Lost in Transcription: Subtitle Errors in Automatic Speech Recognition Reduce Speaker and Content Evaluations
ASR errors in subtitles lower viewer evaluations of speakers by 20-30%, new research finds.
A new study titled 'Lost in Transcription: Subtitle Errors in Automatic Speech Recognition Reduce Speaker and Content Evaluations' reveals a significant bias in how we perceive video content. Researchers from Cornell Tech conducted a preregistered online experiment with 207 U.S.-based participants, showing them speakers with various accents delivering talks. The key manipulation was subtitle quality: some viewers saw accurate subtitles while others saw error-prone versions generated by imperfect ASR systems. The results were clear and consistent: error-prone subtitles reduced both speaker and content evaluations across the board.
While the study's controlled analysis didn't show disparate impact between accent groups when isolating subtitle quality, the researchers highlight a critical real-world implication. Since ASR systems are known to perform worse for certain demographic groups and accents, those speakers are systematically more likely to receive error-ridden subtitles. This creates a compounding disadvantage: first, the technology fails them more often, and second, those errors directly cause viewers to judge them and their message more harshly. The paper, available on arXiv, adds to growing evidence that AI system performance gaps have tangible human consequences beyond mere technical metrics.

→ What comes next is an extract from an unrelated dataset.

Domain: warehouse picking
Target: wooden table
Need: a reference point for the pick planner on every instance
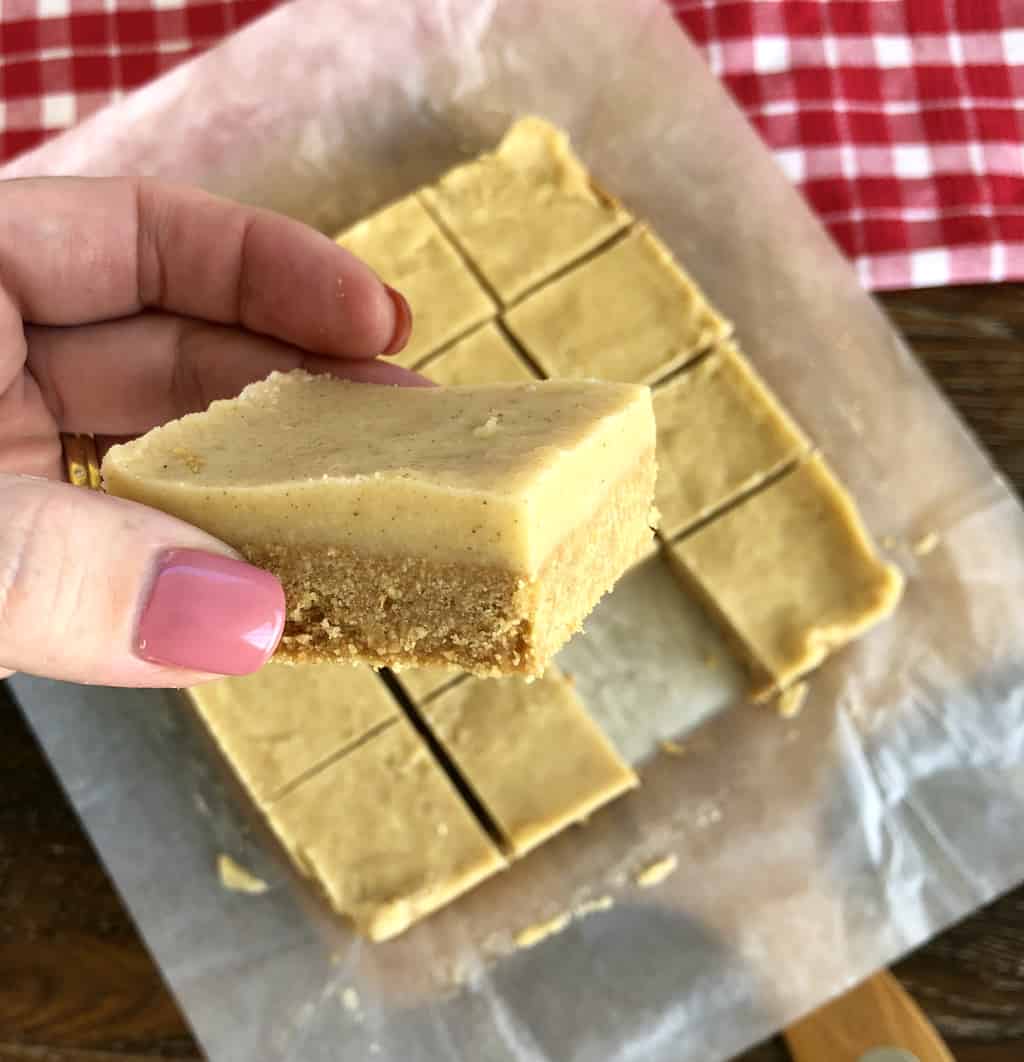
(78, 986)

- Error-prone AI-generated subtitles reduced viewer evaluations of speakers and content by 20-30% in a controlled study of 207 participants.
- The research found no disparate impact between accent groups when subtitle quality was controlled, but notes real-world systems create bias.
- Speakers with accents that challenge current ASR models face a double penalty: worse transcription quality leading to lower perceived credibility.
Why It Matters
Flawed AI subtitles aren't just inconvenient—they systematically damage professional credibility and message reception in virtual meetings and content.